That seems extremely unlikely. If a few dozen planes crashed on Earth (on land), how likely do you reckon you'd be to ever run across significant debris from any of them just by randomly driving around?
Devil's advocate: those are of the successful landings, it doesn't include the other Mars "landings" that were unsuccessful or unintentional. Such as Beagle 2, MPL, MCO, Deep Space 2, Mars 2, and Mars 6. Here's a full list: http://en.wikipedia.org/wiki/List_of_artificial_objects_on_M...
Most of the impact sites of those objects are known except for a few. MCO's impact point is unknown and whether or not Beagle 2 hit the surface is unknown (it may have skipped out of the atmosphere into a heliocentric orbit, or into an elliptical orbit and reentered elsewhere, or burned up entirely).
Even so, the chances are astronomically low that Curiosity has managed to stumble upon the wreck of another spacecraft.
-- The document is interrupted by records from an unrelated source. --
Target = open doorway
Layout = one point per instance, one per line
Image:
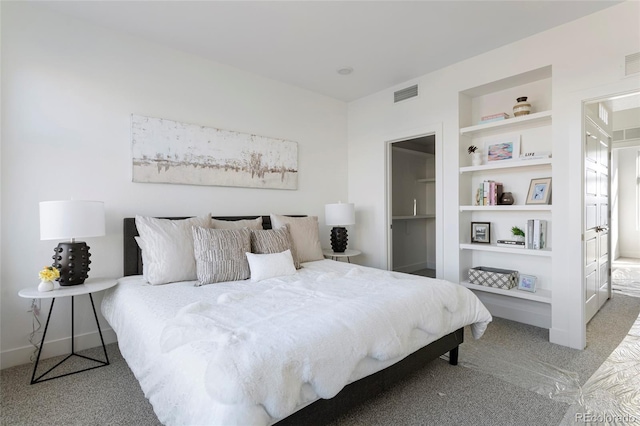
(412, 198)
(625, 191)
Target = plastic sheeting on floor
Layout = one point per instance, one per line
(610, 396)
(626, 281)
(612, 393)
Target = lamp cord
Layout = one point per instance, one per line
(36, 325)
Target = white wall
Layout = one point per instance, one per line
(68, 90)
(587, 59)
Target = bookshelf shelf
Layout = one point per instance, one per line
(511, 208)
(419, 216)
(539, 117)
(499, 249)
(506, 164)
(541, 295)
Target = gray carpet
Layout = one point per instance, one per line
(475, 392)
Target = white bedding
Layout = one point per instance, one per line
(252, 353)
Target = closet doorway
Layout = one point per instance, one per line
(412, 200)
(618, 267)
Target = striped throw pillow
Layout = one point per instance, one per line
(268, 241)
(220, 254)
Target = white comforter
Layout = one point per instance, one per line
(251, 353)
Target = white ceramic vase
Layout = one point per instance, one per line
(476, 158)
(45, 286)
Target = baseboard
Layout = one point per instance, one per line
(22, 355)
(412, 268)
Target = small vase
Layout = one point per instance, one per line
(522, 107)
(45, 286)
(506, 199)
(476, 158)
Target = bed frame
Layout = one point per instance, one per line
(324, 411)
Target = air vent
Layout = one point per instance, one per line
(626, 134)
(404, 94)
(632, 64)
(632, 133)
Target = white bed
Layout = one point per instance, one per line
(252, 353)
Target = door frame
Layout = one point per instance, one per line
(585, 232)
(435, 130)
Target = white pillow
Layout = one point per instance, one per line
(304, 235)
(264, 266)
(167, 248)
(235, 224)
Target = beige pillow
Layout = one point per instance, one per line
(304, 235)
(167, 248)
(269, 241)
(220, 254)
(235, 224)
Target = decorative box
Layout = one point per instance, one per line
(493, 277)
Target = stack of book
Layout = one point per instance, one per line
(488, 193)
(494, 117)
(535, 155)
(511, 243)
(536, 234)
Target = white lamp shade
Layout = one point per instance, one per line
(61, 220)
(340, 214)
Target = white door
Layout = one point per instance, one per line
(597, 143)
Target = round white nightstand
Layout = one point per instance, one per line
(91, 285)
(348, 254)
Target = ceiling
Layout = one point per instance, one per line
(304, 43)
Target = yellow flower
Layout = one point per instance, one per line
(49, 273)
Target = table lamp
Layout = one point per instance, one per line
(71, 219)
(339, 215)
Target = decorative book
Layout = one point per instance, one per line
(510, 243)
(535, 155)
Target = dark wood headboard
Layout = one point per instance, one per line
(133, 255)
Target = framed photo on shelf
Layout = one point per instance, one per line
(539, 191)
(527, 283)
(481, 232)
(508, 148)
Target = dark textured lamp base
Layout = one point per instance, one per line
(339, 239)
(72, 260)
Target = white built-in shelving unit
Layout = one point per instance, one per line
(533, 132)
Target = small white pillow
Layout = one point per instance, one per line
(264, 266)
(235, 224)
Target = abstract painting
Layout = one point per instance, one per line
(506, 149)
(166, 151)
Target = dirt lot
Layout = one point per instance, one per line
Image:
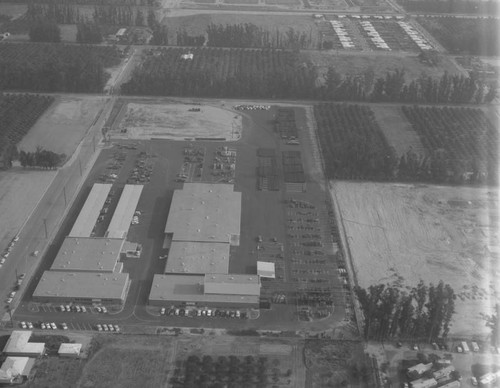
(149, 361)
(403, 233)
(177, 122)
(63, 126)
(357, 63)
(20, 191)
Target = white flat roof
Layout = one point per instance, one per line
(198, 257)
(122, 217)
(232, 284)
(85, 285)
(69, 349)
(87, 218)
(18, 343)
(204, 212)
(88, 254)
(266, 269)
(190, 288)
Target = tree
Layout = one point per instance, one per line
(44, 30)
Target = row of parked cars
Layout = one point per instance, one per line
(107, 327)
(81, 309)
(6, 251)
(203, 313)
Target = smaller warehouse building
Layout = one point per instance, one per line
(70, 350)
(18, 345)
(203, 290)
(124, 212)
(15, 370)
(87, 217)
(197, 258)
(82, 287)
(88, 255)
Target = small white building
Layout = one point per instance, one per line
(69, 350)
(15, 369)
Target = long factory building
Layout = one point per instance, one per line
(87, 269)
(203, 224)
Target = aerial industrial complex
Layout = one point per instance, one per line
(87, 269)
(202, 227)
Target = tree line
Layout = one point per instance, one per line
(424, 313)
(249, 35)
(41, 158)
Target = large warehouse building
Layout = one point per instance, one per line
(224, 291)
(89, 255)
(203, 212)
(203, 224)
(82, 287)
(87, 269)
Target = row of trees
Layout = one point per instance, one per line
(269, 73)
(250, 35)
(49, 67)
(424, 313)
(456, 89)
(41, 158)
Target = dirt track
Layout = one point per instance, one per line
(400, 234)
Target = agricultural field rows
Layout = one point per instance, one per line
(48, 67)
(18, 113)
(473, 36)
(463, 141)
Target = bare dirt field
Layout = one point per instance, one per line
(397, 129)
(177, 122)
(357, 63)
(399, 234)
(64, 125)
(20, 191)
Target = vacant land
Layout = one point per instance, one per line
(178, 122)
(20, 191)
(357, 63)
(399, 234)
(64, 125)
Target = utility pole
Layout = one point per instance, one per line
(45, 226)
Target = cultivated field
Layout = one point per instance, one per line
(399, 234)
(397, 129)
(178, 122)
(63, 126)
(20, 191)
(358, 63)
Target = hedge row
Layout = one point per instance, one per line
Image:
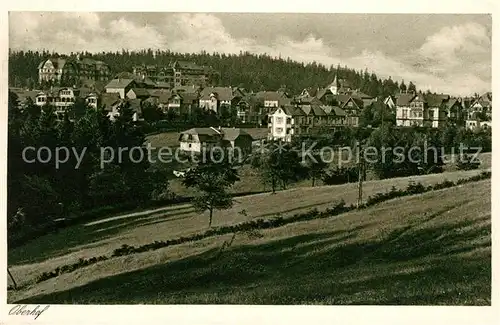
(339, 208)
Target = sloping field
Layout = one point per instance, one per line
(433, 248)
(171, 139)
(103, 236)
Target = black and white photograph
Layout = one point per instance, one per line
(248, 158)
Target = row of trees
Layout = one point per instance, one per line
(251, 71)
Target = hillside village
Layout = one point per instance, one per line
(181, 88)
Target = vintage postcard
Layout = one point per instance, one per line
(198, 164)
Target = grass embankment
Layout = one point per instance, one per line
(432, 248)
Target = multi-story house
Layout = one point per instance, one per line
(120, 86)
(212, 98)
(308, 119)
(92, 100)
(482, 105)
(281, 123)
(410, 110)
(390, 101)
(272, 99)
(90, 69)
(178, 73)
(198, 139)
(67, 71)
(60, 98)
(427, 110)
(58, 71)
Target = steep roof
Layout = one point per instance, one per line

The problem is the shape, not just the material. As a layman, I'm not used to rocks having that shape, except in very rare circumstances but in those cases "abnormal" shapes are usually found in clusters (Grand Canyon etc). This is a seemingly-solitaire rock of abnormal material AND abnormal shape, which is possible, but almost as unlikely as random probe debris.
Just to put a bit of context here, you should visit Death Valley. It is the strangest and most wonderful place you can walk around and find amazing mineral deposits, geologic formations, and generally odd sorts of things.
Mars has had during its life a very active volcanic system, these systems imply magma, and magma implies melting and cooling of basalt. 'Shiny' objects in volcanic fields are typically obsidian or some other form of basaltic glass. Erosion by wind of a piece of obsidian can carve it into a pretty bizarre shape.
So all said and done, the geology is fascinating. And one of the differences between having a rover up there and having humans up there was that this would have been a 15 minute news story with humans, "Oh look, shiny!", "What is it?", photo, photo, chip, chip, "Some sort of <analysis result>, what is over where you are?"
Now its 'next day' at best, and 'in a month' if there is a long list of things to do before you get a break at worst. Sigh.
If Earth were devoid of vegetation and instead uniformly rocky, running into a sliver of a downed plane might've been far more probable. Especially with volunteers scouring every taken image for anything that doesn't look like a rock.
> Especially with volunteers scouring every taken image for anything that doesn't look like a rock.
I don't think anybody is confusing the likelihood of finding a piece of a plane due to not looking at the picture well enough. It's a question of if there would be anything in that picture to begin with.